See [docs/provenance.md](./docs/provenance.md) for the schema contract.
`v0.4` and later hardening runs produce versioned JSON reports under
`.mdx-rust/hardening/` with findings, proposed changes, validation outcomes,
transaction status, rollback status, policy matches, behavior eval outcomes,
and workspace metadata.

`v0.5` refactor plans produce versioned JSON reports under `.mdx-rust/plans/`
with impact summaries, source snapshot hashes, public API pressure, module
edges, required gates, policy/eval references, and candidate actions.
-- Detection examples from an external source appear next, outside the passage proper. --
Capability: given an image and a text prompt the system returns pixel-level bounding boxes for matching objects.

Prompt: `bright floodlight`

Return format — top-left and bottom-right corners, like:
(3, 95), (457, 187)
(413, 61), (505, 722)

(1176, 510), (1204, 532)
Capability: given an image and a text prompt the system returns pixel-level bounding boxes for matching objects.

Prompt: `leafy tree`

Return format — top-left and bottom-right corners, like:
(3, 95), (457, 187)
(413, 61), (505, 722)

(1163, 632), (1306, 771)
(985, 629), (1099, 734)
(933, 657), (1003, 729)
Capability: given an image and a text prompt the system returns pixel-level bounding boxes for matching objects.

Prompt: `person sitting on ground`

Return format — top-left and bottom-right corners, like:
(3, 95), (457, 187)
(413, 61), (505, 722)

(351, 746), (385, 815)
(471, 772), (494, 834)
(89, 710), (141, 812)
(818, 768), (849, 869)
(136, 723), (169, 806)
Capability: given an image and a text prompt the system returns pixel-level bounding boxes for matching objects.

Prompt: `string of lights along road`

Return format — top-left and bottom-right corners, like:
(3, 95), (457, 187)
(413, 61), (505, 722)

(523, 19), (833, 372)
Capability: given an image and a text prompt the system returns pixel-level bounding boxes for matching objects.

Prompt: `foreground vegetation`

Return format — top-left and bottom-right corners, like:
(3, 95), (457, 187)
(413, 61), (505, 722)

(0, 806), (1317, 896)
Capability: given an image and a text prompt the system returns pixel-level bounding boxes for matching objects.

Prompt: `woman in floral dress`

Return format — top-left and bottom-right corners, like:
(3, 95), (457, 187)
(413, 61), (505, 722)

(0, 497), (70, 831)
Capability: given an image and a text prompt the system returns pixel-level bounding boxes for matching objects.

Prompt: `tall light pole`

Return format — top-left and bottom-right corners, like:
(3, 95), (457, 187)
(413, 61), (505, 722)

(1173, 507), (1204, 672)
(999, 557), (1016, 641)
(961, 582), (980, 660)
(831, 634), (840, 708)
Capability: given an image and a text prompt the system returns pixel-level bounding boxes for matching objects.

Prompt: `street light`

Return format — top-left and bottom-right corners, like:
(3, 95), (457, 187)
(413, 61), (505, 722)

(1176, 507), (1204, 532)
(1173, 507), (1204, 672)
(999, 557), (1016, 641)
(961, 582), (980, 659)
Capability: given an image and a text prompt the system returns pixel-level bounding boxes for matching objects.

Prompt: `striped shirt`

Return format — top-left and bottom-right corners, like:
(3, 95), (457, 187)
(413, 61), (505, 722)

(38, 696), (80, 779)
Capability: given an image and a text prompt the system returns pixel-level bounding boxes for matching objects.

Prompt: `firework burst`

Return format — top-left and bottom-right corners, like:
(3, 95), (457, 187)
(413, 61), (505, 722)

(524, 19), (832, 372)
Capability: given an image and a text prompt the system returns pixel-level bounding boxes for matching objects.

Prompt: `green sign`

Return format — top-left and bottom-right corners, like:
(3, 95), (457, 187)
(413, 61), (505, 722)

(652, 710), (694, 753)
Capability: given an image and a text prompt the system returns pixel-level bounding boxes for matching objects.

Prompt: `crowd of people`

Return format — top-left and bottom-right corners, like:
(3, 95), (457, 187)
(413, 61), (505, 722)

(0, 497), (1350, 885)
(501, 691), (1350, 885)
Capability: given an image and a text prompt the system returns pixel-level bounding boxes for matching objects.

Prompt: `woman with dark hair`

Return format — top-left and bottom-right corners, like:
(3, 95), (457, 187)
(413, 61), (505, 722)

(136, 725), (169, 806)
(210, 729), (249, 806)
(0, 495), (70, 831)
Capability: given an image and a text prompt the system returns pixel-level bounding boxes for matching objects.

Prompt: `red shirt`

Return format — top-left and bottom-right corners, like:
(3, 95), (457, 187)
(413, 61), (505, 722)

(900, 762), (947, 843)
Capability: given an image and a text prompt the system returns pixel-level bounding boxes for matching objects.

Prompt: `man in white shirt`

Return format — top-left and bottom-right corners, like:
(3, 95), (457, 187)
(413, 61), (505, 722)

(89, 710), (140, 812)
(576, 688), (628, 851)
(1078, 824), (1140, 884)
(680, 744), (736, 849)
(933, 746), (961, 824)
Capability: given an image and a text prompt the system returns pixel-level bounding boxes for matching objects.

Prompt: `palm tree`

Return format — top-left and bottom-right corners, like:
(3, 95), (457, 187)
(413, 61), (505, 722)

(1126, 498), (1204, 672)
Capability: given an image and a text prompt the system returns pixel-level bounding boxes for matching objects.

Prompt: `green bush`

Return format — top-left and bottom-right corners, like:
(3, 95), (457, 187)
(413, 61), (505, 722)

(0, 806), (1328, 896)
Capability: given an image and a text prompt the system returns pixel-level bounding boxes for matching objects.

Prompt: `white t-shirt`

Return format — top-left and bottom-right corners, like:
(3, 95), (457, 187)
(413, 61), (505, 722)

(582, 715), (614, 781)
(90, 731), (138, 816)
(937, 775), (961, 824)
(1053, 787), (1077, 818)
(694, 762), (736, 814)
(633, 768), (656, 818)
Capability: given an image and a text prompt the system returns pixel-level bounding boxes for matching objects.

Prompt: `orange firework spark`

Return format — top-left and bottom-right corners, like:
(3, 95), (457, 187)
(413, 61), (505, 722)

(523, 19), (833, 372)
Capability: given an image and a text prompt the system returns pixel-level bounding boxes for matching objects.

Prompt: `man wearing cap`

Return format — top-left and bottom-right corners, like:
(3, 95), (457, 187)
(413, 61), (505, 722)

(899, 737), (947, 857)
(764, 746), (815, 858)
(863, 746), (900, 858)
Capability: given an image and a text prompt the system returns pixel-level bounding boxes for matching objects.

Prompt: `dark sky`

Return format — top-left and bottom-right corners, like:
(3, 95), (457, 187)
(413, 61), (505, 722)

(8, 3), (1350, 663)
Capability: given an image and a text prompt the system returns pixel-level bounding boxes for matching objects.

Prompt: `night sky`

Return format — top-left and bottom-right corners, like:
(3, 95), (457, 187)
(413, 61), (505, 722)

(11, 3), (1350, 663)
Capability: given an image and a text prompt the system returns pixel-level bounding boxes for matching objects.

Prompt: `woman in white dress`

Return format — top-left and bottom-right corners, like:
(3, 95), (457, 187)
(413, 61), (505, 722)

Plan
artifacts are evidence for review and orchestration; they are not proof that a
change has been applied. `apply-plan` reports are also written under
`.mdx-rust/plans/` and record whether a candidate or execution queue was
reviewed, applied, rejected, stale, partially applied, or unsupported.

Print the current JSON Schemas with:

```bash
mdx-rust schema audit-packet --json
mdx-rust schema hardening-run --json
mdx-rust schema behavior-eval-report --json
mdx-rust schema refactor-plan --json
mdx-rust schema refactor-apply-run --json
mdx-rust schema refactor-batch-apply-run --json
```

## API Stability

`mdx-rust`, `mdx-rust-core`, and `mdx-rust-analysis` are all published so the
CLI can be installed from crates.io.

For `0.5.x`:

- The `mdx-rust` CLI is supported.
- The `mdx-rust-core` and `mdx-rust-analysis` APIs are unstable.
- Public library types may change before `1.0`.
- The intended facade is documented on docs.rs, but direct module usage is not
  a stability promise.

See [docs/api-stability.md](./docs/api-stability.md).

## Project Docs

- [SAFETY_INVARIANTS.md]./SAFETY_INVARIANTS.md - acceptance loop and non-bypass rules.
- [docs/architecture.md]./docs/architecture.md - module and lifecycle overview.
- [docs/provenance.md]./docs/provenance.md - audit packet schema.
- [docs/release-readiness.md]./docs/release-readiness.md - release gates and manual checks.
- [ROADMAP.md]./ROADMAP.md - current scope and next work.
- [CONTRIBUTING.md]./CONTRIBUTING.md - development and safety expectations.

## Contributor Rails

This repo uses a `Justfile` as the canonical local command surface:

```bash
just ci
just audit
just machete
just release-candidate
```

These commands mirror the public CI expectations and keep coding agents from
guessing which checks matter.

## Status

`v0.5.0` is in development as the first guardrailed refactoring release. It adds
impact analysis, stale-plan-resistant plan execution for low-risk candidates,
and keeps broader refactors behind explicit review and future transaction work.